Let’s face it — the last couple of months have been tough on all of us. Heading into the spring with a blazing economy and a historically favorable housing market for homebuyers, we all seemed to be on cruise control. Then came COVID-19. Now a sense of uncertainty seems to have taken over almost every facet of our lives…and unfortunately, that includes the mortgage industry.

As concern about coronavirus (COVID-19) spreads across the globe, markets are reacting to its real and perceived threats to economic growth.

Treasury yields are (way) down, which has in turn pushed interest rates in the mortgage market down as well. In the short-term, that can be a good thing, especially for anyone looking to refinance.

But while low mortgage rates may have lenders hustling for business, the economic impact of the coronavirus on the mortgage market will undoubtedly be a challenge in the long term.


A booming economy means folks are in the market, plain and simple. An uncertain economy usually means just the opposite. While the stock market will ebb and flow as it has throughout its history, supply chain disruptions will hurt certain sectors of the economy in the longer term, with some of those ramifications being felt by ordinary citizens and families.

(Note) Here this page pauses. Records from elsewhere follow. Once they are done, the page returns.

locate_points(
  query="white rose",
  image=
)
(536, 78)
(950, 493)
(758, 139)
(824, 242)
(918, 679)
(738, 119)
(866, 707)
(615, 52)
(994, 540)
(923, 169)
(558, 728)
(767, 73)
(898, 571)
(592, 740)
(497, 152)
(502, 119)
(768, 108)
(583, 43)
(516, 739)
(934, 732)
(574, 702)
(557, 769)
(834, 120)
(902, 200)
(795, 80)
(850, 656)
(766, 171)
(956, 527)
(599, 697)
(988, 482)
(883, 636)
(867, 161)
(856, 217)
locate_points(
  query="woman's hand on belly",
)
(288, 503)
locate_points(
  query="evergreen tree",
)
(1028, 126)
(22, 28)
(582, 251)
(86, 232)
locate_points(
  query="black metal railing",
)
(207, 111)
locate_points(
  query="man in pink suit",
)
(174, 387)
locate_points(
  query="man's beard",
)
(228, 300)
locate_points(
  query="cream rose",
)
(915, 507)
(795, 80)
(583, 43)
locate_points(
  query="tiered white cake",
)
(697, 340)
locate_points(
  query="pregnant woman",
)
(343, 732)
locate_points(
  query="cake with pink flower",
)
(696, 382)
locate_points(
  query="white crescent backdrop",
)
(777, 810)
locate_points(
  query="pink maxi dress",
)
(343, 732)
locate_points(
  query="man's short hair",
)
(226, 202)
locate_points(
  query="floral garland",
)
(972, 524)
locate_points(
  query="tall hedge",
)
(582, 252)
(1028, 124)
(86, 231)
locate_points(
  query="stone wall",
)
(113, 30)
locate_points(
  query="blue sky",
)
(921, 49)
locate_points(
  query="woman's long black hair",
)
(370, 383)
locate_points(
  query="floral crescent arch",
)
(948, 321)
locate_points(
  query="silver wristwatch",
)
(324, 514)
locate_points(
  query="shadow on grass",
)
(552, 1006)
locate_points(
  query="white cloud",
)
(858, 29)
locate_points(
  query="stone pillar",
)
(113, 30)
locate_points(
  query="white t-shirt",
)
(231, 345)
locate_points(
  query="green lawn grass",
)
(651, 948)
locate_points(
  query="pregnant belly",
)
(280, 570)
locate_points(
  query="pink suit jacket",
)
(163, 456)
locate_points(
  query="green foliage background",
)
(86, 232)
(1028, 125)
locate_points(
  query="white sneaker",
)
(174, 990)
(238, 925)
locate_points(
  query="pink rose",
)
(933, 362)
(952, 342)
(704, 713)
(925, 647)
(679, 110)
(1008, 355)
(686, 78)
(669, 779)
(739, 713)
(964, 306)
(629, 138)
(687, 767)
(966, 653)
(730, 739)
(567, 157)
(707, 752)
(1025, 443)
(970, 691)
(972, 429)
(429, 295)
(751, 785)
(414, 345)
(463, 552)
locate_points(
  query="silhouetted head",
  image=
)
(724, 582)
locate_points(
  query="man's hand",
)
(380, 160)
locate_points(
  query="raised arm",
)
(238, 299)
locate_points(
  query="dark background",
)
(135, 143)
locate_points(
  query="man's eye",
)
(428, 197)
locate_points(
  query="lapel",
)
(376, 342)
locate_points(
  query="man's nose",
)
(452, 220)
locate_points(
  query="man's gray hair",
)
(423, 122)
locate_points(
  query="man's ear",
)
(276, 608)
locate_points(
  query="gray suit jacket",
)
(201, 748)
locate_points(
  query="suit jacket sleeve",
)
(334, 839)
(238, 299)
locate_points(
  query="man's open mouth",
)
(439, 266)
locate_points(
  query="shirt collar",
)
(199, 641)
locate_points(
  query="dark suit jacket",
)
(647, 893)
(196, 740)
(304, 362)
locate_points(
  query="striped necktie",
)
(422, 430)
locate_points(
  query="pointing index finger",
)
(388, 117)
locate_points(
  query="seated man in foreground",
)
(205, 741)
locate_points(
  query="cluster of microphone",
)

Manufacturing industries in the Midwest and South rely on outputs from China. While Midwestern states may not suffer the largest blows due to Chinese struggles, we won’t be immune from both direct and indirect consequences across a variety of industries.


These economic realities play as big of a role in the mortgage industry as low interest rates. In fact, in the short term, it will probably play a larger role.

Chief Financial Analyst for Bankrate, Greg McBride, was recently quoted as saying “The falling yield on the 30-year year Treasury bond is reflective of the concerns about the impact of coronavirus on the U.S. and global economies, however, the 30-year bond doesn’t directly affect mortgage rates. Instead look to the 10-year Treasury note, where the yield has fallen below the 1.5 percent threshold and is drawing closer to the all-time low of 1.37 percent.”


Is there uncertainty out there? For sure! 

But now is still a good time to shop your mortgage. Rates on 30 & 15 fixed rate mortgages are low, which if utilized, could mean paying off a loan much quicker and saving a mountain of cash in the process. 

In the mortgage world, every situation is unique. Your variables may mean bettering your situation by looking now, while others might not.